Oven Baked Scallops

Scallops.jpg

This week the sun has been out and the days are getting longer. It reminds me that the spring is ahead of us and this always puts me in the mood for seafood. I found this recipe on Instagram and I just had to try it. So thank you to Tonje Rønning for posting this great recipe. I paired this recipe with a 2014 Tribut Chablis. This wine was a wonderful wine to balance the richness of the oven baked scallops. The crisp citrus flavors and palate cleansing acidity are super pairing for this dish.

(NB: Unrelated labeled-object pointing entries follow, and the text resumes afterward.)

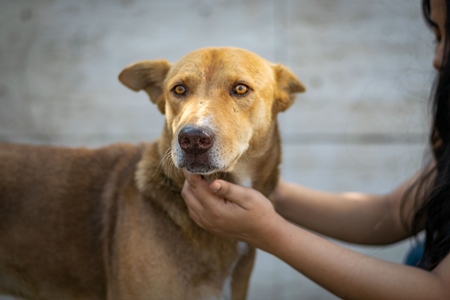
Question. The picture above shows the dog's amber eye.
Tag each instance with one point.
(179, 90)
(240, 89)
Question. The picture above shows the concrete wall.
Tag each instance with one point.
(361, 125)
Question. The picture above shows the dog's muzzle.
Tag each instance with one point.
(196, 149)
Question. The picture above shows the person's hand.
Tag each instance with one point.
(229, 210)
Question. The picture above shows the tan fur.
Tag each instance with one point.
(110, 223)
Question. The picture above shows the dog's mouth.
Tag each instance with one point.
(196, 151)
(198, 164)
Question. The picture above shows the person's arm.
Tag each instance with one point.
(351, 217)
(244, 214)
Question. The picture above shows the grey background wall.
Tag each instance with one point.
(361, 125)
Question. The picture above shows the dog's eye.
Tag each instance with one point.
(240, 89)
(179, 90)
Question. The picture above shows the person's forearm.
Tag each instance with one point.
(351, 217)
(348, 274)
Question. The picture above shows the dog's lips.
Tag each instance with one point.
(198, 164)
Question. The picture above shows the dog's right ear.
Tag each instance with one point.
(148, 75)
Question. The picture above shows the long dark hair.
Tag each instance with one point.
(433, 209)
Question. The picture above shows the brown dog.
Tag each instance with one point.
(111, 223)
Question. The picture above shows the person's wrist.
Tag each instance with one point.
(277, 196)
(266, 236)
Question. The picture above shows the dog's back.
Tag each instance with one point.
(52, 204)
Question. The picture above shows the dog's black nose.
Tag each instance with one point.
(195, 140)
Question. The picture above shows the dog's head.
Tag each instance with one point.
(220, 104)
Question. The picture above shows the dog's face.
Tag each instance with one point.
(220, 104)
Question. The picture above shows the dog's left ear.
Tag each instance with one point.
(148, 75)
(287, 86)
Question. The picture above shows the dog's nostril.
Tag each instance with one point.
(195, 140)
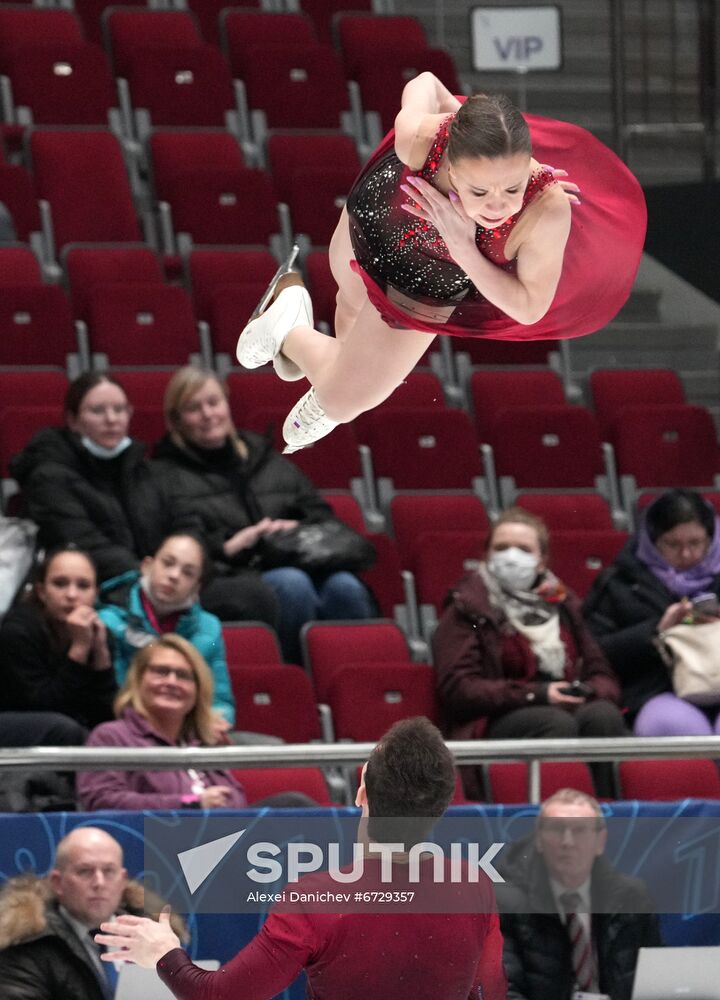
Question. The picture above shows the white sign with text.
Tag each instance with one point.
(516, 38)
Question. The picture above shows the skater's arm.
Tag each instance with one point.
(525, 296)
(425, 102)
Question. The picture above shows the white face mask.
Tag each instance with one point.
(101, 452)
(514, 568)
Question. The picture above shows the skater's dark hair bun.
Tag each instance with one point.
(488, 125)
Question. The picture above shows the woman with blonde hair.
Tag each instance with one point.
(232, 489)
(166, 701)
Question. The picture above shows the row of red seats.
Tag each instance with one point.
(363, 672)
(436, 447)
(177, 78)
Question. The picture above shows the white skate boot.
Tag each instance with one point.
(305, 423)
(285, 305)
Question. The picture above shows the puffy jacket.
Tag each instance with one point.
(115, 512)
(622, 610)
(142, 789)
(537, 953)
(41, 957)
(476, 681)
(131, 629)
(217, 502)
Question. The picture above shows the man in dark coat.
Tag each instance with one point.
(46, 946)
(569, 919)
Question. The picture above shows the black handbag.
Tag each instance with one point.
(317, 547)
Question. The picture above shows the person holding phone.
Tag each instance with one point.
(668, 573)
(514, 658)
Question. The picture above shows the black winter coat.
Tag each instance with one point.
(38, 676)
(622, 610)
(41, 956)
(73, 497)
(537, 954)
(216, 502)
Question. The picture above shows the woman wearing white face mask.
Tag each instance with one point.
(89, 484)
(511, 642)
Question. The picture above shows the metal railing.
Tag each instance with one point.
(532, 752)
(673, 64)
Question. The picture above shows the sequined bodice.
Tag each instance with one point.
(409, 254)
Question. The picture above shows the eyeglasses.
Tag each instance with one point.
(182, 675)
(113, 410)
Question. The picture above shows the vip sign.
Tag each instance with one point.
(516, 38)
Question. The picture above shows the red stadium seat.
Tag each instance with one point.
(277, 701)
(671, 445)
(261, 782)
(577, 557)
(614, 389)
(132, 31)
(328, 646)
(547, 446)
(367, 698)
(22, 28)
(87, 267)
(142, 324)
(244, 31)
(251, 643)
(365, 38)
(63, 83)
(188, 86)
(18, 195)
(427, 449)
(568, 511)
(296, 86)
(439, 559)
(207, 14)
(18, 266)
(213, 196)
(414, 514)
(509, 782)
(669, 780)
(313, 176)
(382, 79)
(35, 326)
(495, 391)
(83, 176)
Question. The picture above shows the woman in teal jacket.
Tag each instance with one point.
(162, 598)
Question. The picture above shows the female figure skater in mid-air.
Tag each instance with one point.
(453, 227)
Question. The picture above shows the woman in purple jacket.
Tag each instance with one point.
(166, 701)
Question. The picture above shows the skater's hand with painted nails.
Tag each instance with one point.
(138, 939)
(446, 214)
(571, 190)
(246, 537)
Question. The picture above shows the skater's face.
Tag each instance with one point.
(204, 418)
(103, 415)
(491, 190)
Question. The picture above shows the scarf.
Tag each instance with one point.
(534, 615)
(681, 582)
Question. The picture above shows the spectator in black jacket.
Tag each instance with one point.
(560, 888)
(674, 557)
(233, 489)
(89, 484)
(54, 654)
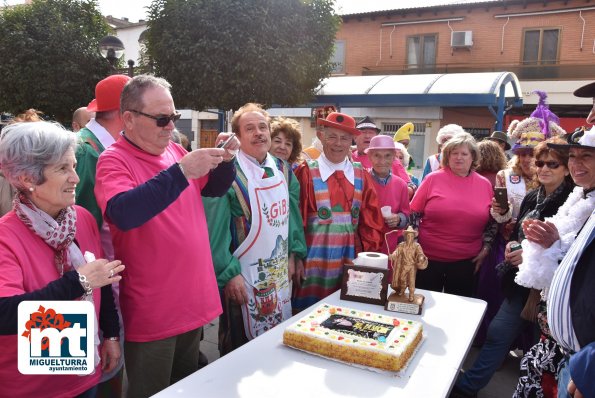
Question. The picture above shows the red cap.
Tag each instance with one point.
(107, 94)
(340, 121)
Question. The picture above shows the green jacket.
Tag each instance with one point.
(87, 155)
(221, 214)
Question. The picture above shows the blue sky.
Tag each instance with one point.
(135, 9)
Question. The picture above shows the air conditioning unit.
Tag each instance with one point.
(463, 38)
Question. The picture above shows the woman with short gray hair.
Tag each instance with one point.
(42, 241)
(455, 229)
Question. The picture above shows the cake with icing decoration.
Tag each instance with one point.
(354, 336)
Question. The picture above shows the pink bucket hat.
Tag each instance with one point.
(381, 142)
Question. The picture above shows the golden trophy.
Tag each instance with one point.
(407, 258)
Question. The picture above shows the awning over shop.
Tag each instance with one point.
(498, 91)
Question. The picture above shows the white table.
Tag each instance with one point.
(266, 368)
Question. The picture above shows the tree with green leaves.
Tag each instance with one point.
(225, 53)
(50, 60)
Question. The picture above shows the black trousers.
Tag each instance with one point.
(451, 277)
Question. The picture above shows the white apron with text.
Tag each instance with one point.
(263, 255)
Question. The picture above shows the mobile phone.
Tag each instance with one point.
(223, 144)
(501, 197)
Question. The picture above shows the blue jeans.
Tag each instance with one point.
(506, 326)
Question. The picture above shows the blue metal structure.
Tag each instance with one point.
(498, 91)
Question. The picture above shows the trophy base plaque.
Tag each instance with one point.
(402, 304)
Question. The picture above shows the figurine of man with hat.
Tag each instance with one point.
(407, 259)
(97, 135)
(369, 130)
(339, 207)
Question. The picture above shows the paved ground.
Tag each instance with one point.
(502, 384)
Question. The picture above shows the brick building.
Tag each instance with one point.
(549, 45)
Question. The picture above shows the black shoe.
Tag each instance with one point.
(458, 393)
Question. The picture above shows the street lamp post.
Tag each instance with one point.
(131, 68)
(112, 49)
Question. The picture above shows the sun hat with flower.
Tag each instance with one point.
(540, 126)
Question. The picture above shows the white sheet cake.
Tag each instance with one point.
(354, 336)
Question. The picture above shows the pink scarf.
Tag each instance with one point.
(57, 233)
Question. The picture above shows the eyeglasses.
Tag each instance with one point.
(161, 121)
(553, 165)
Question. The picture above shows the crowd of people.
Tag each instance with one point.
(258, 228)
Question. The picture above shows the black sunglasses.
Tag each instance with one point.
(161, 121)
(553, 165)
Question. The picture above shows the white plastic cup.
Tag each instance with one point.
(386, 211)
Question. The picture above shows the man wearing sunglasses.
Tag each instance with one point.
(149, 190)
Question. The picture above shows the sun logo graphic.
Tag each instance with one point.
(56, 337)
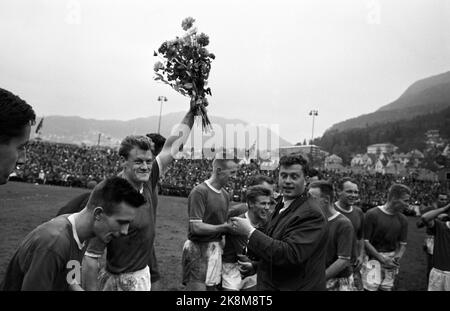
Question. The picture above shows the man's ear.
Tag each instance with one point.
(98, 212)
(123, 161)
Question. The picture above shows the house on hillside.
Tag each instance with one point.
(363, 160)
(434, 139)
(380, 165)
(382, 148)
(333, 162)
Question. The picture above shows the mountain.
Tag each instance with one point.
(423, 106)
(77, 130)
(425, 96)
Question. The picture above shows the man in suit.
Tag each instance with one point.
(292, 252)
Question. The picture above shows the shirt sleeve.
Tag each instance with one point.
(96, 248)
(345, 240)
(75, 205)
(404, 232)
(155, 172)
(43, 271)
(360, 233)
(153, 265)
(369, 222)
(196, 204)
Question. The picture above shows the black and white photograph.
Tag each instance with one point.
(228, 146)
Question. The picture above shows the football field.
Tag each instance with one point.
(25, 206)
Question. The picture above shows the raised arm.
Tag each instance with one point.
(177, 137)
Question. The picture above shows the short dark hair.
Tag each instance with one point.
(113, 191)
(396, 191)
(256, 191)
(132, 141)
(260, 179)
(159, 142)
(15, 115)
(295, 158)
(342, 181)
(326, 188)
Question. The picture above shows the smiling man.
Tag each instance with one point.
(49, 258)
(257, 212)
(16, 119)
(292, 251)
(208, 205)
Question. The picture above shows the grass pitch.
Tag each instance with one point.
(25, 206)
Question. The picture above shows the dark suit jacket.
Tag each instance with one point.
(292, 253)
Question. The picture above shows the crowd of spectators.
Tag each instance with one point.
(81, 166)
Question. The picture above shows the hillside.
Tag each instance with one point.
(425, 96)
(80, 130)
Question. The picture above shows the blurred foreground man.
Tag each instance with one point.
(428, 246)
(49, 258)
(292, 252)
(385, 238)
(16, 119)
(131, 260)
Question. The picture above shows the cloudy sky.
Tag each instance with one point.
(275, 59)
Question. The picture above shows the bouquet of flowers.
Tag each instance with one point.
(185, 64)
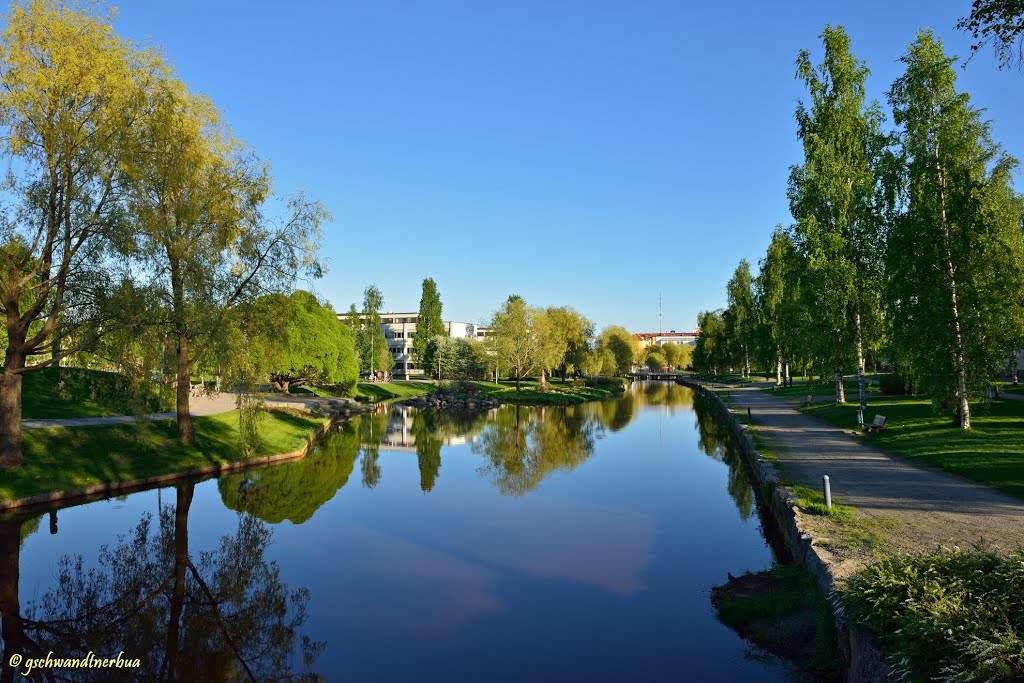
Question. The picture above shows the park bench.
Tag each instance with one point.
(878, 425)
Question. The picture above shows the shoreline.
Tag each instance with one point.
(44, 502)
(863, 657)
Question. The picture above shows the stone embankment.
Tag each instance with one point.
(865, 662)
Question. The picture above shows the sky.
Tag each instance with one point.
(588, 153)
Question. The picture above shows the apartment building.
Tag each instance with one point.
(398, 329)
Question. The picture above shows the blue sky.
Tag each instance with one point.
(577, 153)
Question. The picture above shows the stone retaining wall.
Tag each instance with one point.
(865, 662)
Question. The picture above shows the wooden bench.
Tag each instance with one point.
(878, 425)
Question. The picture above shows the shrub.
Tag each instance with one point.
(949, 615)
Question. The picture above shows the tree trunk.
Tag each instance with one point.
(185, 432)
(840, 389)
(10, 414)
(961, 360)
(861, 376)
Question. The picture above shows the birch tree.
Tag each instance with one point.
(833, 197)
(955, 256)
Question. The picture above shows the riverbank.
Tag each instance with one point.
(863, 658)
(894, 509)
(67, 463)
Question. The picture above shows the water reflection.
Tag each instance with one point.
(523, 446)
(715, 439)
(223, 614)
(295, 491)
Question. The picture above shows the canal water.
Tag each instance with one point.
(565, 544)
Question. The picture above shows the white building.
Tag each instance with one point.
(398, 330)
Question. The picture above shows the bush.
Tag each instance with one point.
(948, 615)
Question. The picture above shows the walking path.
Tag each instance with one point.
(915, 508)
(207, 404)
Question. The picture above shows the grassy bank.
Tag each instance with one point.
(77, 392)
(557, 393)
(60, 459)
(948, 615)
(989, 454)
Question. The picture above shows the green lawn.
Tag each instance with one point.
(76, 392)
(59, 459)
(992, 453)
(559, 393)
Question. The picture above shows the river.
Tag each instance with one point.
(568, 544)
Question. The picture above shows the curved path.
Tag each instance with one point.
(211, 404)
(916, 508)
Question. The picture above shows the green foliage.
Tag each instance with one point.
(711, 351)
(429, 323)
(297, 340)
(956, 253)
(624, 347)
(374, 351)
(837, 200)
(948, 615)
(989, 454)
(456, 358)
(999, 24)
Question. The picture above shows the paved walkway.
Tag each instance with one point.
(212, 404)
(918, 508)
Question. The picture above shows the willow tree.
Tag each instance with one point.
(199, 199)
(70, 93)
(955, 267)
(834, 198)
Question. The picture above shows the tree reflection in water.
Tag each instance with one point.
(523, 446)
(296, 491)
(716, 441)
(222, 615)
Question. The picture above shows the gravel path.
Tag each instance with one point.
(916, 508)
(212, 404)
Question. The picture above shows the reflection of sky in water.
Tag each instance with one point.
(599, 573)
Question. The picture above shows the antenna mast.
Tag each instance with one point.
(658, 312)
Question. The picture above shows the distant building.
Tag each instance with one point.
(398, 330)
(662, 338)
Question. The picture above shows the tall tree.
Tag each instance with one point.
(623, 345)
(70, 93)
(295, 339)
(198, 197)
(710, 354)
(999, 24)
(740, 295)
(513, 340)
(956, 253)
(429, 323)
(373, 347)
(834, 196)
(574, 332)
(778, 301)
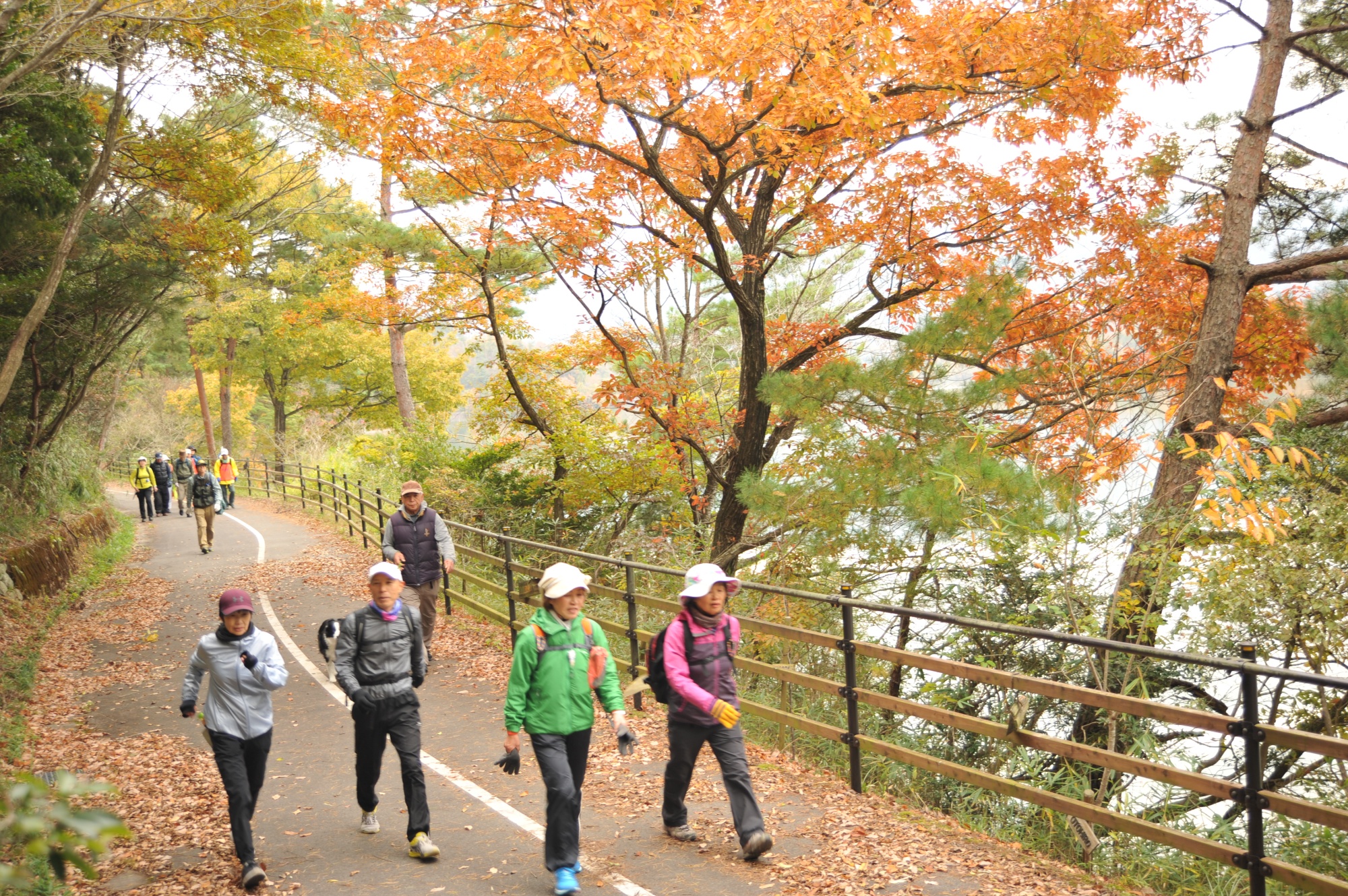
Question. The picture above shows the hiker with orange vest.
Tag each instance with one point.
(227, 474)
(560, 658)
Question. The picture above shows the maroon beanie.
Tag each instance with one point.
(234, 600)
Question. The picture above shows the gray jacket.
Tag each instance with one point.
(239, 703)
(443, 541)
(385, 657)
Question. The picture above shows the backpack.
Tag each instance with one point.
(656, 677)
(541, 639)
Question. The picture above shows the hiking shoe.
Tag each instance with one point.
(567, 883)
(758, 844)
(254, 876)
(421, 847)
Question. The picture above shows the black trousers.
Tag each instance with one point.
(243, 767)
(400, 724)
(145, 499)
(563, 759)
(729, 746)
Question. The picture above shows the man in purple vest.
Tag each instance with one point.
(419, 542)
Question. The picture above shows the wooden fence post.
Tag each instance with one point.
(849, 647)
(361, 494)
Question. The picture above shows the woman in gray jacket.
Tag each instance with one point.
(246, 668)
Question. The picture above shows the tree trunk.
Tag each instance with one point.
(911, 594)
(227, 428)
(113, 409)
(747, 455)
(57, 269)
(206, 412)
(397, 350)
(1141, 583)
(402, 386)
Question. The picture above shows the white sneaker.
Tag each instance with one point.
(421, 847)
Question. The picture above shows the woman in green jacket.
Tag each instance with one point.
(560, 657)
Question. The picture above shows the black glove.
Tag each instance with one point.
(627, 742)
(363, 699)
(509, 763)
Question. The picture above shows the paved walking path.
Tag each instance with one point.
(485, 823)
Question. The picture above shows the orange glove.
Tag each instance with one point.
(725, 713)
(599, 662)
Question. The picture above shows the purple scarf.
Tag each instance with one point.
(392, 615)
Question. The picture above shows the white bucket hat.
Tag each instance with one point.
(700, 580)
(563, 579)
(388, 569)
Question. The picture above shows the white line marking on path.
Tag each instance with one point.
(499, 806)
(262, 542)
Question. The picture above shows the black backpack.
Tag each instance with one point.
(656, 677)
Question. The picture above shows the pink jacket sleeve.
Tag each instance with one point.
(677, 672)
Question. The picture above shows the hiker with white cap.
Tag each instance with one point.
(560, 658)
(696, 653)
(246, 668)
(381, 661)
(144, 480)
(227, 472)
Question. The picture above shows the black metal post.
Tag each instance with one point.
(510, 580)
(346, 491)
(633, 645)
(1254, 802)
(849, 647)
(361, 492)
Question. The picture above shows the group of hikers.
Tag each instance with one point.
(561, 664)
(204, 486)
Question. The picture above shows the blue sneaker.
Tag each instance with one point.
(567, 883)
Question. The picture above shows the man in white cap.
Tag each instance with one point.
(381, 661)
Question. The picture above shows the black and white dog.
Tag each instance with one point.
(328, 633)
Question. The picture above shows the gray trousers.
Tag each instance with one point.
(729, 747)
(563, 761)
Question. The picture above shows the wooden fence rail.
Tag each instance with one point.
(358, 511)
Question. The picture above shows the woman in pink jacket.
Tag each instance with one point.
(704, 707)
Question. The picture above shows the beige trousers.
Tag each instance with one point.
(427, 600)
(206, 525)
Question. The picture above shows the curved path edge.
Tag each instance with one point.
(478, 793)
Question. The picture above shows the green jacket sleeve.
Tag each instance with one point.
(521, 676)
(610, 691)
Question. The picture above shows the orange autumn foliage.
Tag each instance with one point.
(943, 142)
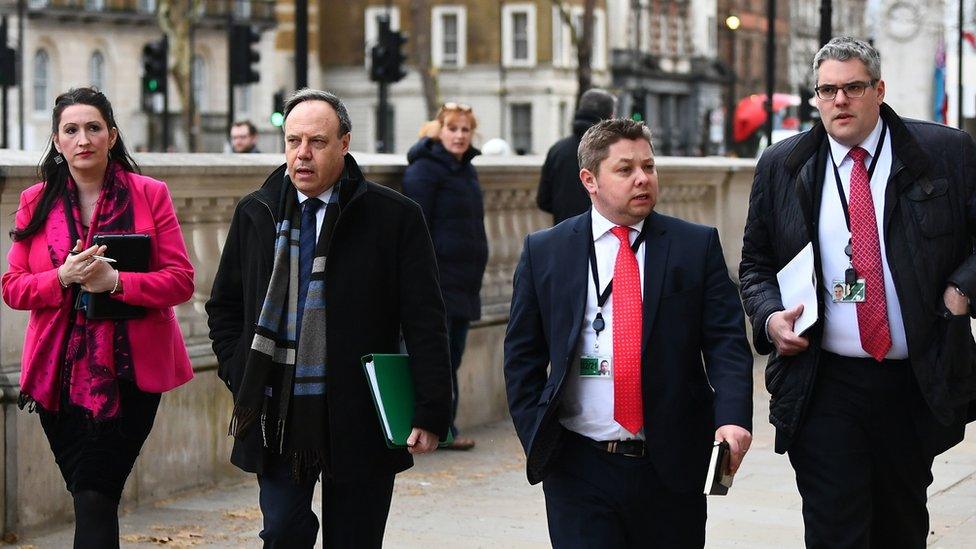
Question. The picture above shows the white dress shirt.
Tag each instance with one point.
(587, 404)
(320, 214)
(841, 335)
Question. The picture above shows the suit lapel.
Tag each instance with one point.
(574, 290)
(657, 245)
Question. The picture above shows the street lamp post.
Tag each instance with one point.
(732, 23)
(770, 68)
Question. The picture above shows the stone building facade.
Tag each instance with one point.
(512, 61)
(70, 43)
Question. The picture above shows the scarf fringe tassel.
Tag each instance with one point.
(26, 402)
(241, 420)
(307, 464)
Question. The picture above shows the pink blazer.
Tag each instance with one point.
(159, 357)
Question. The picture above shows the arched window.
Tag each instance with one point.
(199, 84)
(42, 82)
(96, 70)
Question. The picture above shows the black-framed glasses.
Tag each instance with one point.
(852, 90)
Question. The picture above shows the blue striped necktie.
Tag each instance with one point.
(306, 255)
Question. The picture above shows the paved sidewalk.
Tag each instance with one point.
(481, 499)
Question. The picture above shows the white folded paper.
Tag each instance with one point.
(798, 284)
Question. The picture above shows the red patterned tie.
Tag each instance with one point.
(872, 313)
(628, 407)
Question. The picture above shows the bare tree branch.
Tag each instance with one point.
(175, 18)
(582, 40)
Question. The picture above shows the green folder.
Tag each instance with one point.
(391, 385)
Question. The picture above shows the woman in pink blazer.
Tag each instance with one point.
(95, 384)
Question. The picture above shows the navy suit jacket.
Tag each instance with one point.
(696, 362)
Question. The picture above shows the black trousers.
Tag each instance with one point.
(596, 500)
(99, 456)
(457, 337)
(353, 513)
(859, 461)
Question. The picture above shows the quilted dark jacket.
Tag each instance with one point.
(449, 193)
(561, 192)
(929, 229)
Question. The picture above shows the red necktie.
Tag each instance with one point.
(872, 313)
(628, 407)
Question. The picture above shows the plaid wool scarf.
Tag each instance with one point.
(284, 372)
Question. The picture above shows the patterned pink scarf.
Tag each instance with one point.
(97, 353)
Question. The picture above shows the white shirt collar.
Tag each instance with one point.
(602, 225)
(840, 151)
(324, 197)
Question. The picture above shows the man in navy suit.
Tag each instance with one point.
(622, 452)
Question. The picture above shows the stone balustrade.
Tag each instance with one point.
(189, 446)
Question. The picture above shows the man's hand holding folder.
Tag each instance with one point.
(421, 441)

The bright mineral quality is a great compliment for this delicacy of the sea.

Ingredients (serving 4):
8 scallops
2 spring onions
1 shallot
1 egg yolk
lemon juice
1 dl white wine
1 dl double cream
parsley
salt and pepper to taste

Method:
Preheat the oven to 220° C. Open the scallops, rinse and leave to dry on kitchen paper. Finely chop the spring onions and the shallots. Add spring onion and shallots to a sauce pan and add the wine. Bring to a boil and simmer for a few minutes. Add salt, pepper and lemon to tase. Slice the scallops into 3 and add to the empty shell. Add the double cream and the egg yolk to a bowl and whip lightly and add to the wine and onion mixture. Leave to simmer for a few minutes until the sauce thickens. Distribute the sauce over the scallops in the shell. Bake the shells in the oven until the sauce turns golden. Serve straight away with some bread and a glass of chilled Chablis!